Notes on Using Client Applications to Generate Server-Side Graphics

Occasionally I am contacted by someone who wants to generate some graphics content on a web server and they want to use a client application like Visio or PowerPoint or Photoshop as as an engine to generate those images dynamically on a web server. They are often looking for some guidance on whether this is a better approach than, for example, manually creating the images using custom code.

The fundamental issue is that client applications are (usually) never designed to be run in this scenario.

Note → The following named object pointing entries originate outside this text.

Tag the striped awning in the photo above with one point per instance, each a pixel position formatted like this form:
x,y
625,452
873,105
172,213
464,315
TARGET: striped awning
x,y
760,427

Typical issues one will encounter

  • Simultaneous requests – A single instance of a client applications will often be unable to handle multiple client requests at the same time. You may have to spawn multiple instances or queue the requests. (I’ll leave identifying any threading issues as an exercise to the reader)
  • Security – You’ve got to be careful to examine the potential risk of running a client application in a server context. For example, can a client use malformed input to cause the application to do something that would put the server at risk? You need to think about the threat model for this scenario.
  • Interactivity – Client apps tend to assume that there is a human sitting in front of a monitor using the app and so will show UI (modal dialogs, etc.). When there is an interactive user, this is no problem, the user handles or dismisses the UI and continues. On the server side, you may find that the client app will try to launch some interactive UI and will either outright fail or simply block waiting on user input. A typical example are the “File already exists. Do you want to overwrite?” dialogs. You’ll have to code around these issues if you can.
  • Licensing – The license under which one uses the software may explicitly or implicitly restrict or forbid its use as a server-side application.
  • API support – Some client apps allow a user to interactively create content but does not provide an API to do so programmatically. Sometimes if the API is exposed, you may find that the API is quite limited compared to what an interactive user can create.
  • Performance and Memory Usage – you may find that even low numbers of requests per unit time that the client application consumes too much memory or CPU cycles.

My Recommendations

  • (a) Roll-your own.  XML-based vector formats like SVG or Silverlight might be good candidates here because it is simple to create the content.
  • (b) Re-use an existing library that is built for generating server side graphics (example: libgd)

Even with this recommendation one will have to consider most the issues I’ve identified earlier, but at least one will have more control over those issues.